What’s the relationship between let enabling exponential function composition and the exponential time result? (I included this in my talk but cut it from this post because I wasn’t able to justify its status next to let-polymorphism. And yet, Mairson writes that “the inspiration is simply that the exp in exponential function composition is the same exp in DEXPTIME” so it’s clearly a crucial component.)

Do implementations of Hindley-Milner actually represent types as dags and utilize structural sharing? What does a linear-time implementation that lacks let look like, and how does it differ from the naive, non-linear implementation?

“So high, so low, so many things to know…”

References and further reading

Links

Stack Overflow: Very long type inference SML trick

CS Stack Exchange: Concise example of exponential cost of ML type inference

Papers and other published work

“Deciding ML typability is complete for deterministic exponential time” Harry G. Mairson 1990

“Polymorphic Type Inference” Michael I. Schwartzbach 1995

“Types and Programming Languages” Benjamin C. Pierce 2002

“Programming Languages: Application and Interpretation” Shriram Krishnamurthi (first ed.)

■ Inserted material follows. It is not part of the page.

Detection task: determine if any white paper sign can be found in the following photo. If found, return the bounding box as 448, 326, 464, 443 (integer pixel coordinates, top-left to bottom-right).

(The answer in that thread on CS Stack Exchange above links to a few more papers, but I haven’t read them yet.)

Learning ML

Robert Harper of CMU has written a very good and freely available introductory book on Standard ML. I’m also fond of ML for the Working Programmer, but it’s not freely available.

One of the !!Con organizers recently blogged about getting started in OCaml, which would be a better choice than Standard ML for more practical projects (i.e. projects that are not ML compilers, and maybe even those that are).

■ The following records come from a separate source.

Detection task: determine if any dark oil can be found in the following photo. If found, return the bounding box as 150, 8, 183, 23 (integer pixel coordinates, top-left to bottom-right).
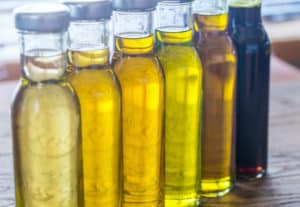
228, 4, 271, 180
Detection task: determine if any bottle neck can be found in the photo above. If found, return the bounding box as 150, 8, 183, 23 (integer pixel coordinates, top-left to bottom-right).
113, 10, 154, 55
155, 2, 193, 44
20, 32, 67, 82
193, 0, 228, 32
228, 1, 262, 26
68, 20, 110, 68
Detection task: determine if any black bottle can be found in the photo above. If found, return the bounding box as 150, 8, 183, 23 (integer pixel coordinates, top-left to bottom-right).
228, 0, 271, 180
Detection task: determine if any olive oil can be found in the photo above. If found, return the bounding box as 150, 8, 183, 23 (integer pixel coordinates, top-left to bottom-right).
156, 30, 202, 206
113, 7, 164, 206
193, 9, 237, 197
228, 0, 270, 180
12, 54, 83, 207
68, 49, 122, 207
12, 5, 83, 207
63, 1, 122, 206
155, 1, 202, 206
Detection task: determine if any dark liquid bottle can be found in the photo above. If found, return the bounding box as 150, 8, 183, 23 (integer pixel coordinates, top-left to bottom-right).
228, 0, 271, 180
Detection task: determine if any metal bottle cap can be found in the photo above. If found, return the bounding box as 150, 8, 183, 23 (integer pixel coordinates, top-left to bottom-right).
14, 3, 70, 33
112, 0, 158, 11
62, 0, 112, 20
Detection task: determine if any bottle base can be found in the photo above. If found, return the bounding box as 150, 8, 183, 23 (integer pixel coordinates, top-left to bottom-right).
201, 178, 234, 198
237, 166, 266, 181
123, 201, 164, 207
165, 197, 201, 207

computational complexity theory

I’m sure I was briefly introduced to complexity classes and the P = NP problem in an undergraduate algorithms class, but that would have been almost 9 years ago. I tried to brush up before reading these papers and almost by accident hit upon the best explanation I’ve ever been exposed to, which I thought might be worth including in this list. Unsurprisingly, it’s from the excellent MIT OCW algorithms class.